さまざまな国情により労働者の置かれた境遇は、程度の差こそあるものの、グローバル化した競争の激化、デジタル化の進展などにより、世界市場は急速に変化しており、総じて、各国の労働者は厳しい環境に置かれてきている。さらに、巨大企業からの労働組合への不当な圧力を受けていることや権威主義国家による平和や人権がないがしろにされ、労働者の生活が奪われ、命すらも危険にさらされているなどの報告がなされた。共有できる課題やいずれ日本も直面することになりはしないかと危惧する内容もあった。「すべての人のために組合の力を構築しよう」とする次の4年間の戦略目標が採択された。その根底は、人間としての尊厳ある労働の実現がなされなければならない。労働者がいかにディーセントな働き方ができるか、まさにフィラデルフィア宣言に示された「労働は商品ではない」の実現だ。
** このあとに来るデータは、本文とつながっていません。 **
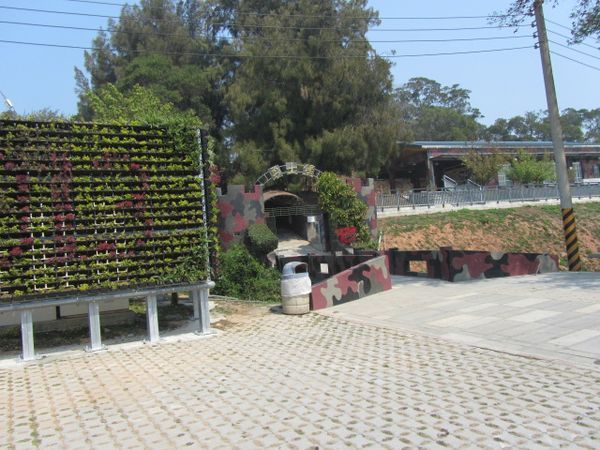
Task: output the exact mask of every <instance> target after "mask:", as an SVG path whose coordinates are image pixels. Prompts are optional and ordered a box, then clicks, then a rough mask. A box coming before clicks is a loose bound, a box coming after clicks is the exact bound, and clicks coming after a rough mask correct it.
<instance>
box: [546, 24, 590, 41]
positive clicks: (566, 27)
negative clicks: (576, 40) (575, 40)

そのためには、労働組合の役割発揮が求められている。企業別労働組合だけでは、律しきれない状況にもなっており、産業別組織や連合などとの連携や国際的な連帯の強化が必要になっている。

来賓であいさつしたバーニー・サンダース上院議員は「ごく少数の人々が多くの富を持ち、多くの人々がわずかな富しか持たない現実を変えなければならない。その変化をもたらすのは労働組合運動だ」「団結すれば強くなれる」と強調した。

私自身もUNI世界副会長に再任された。微力ながら一役を担う決意だ。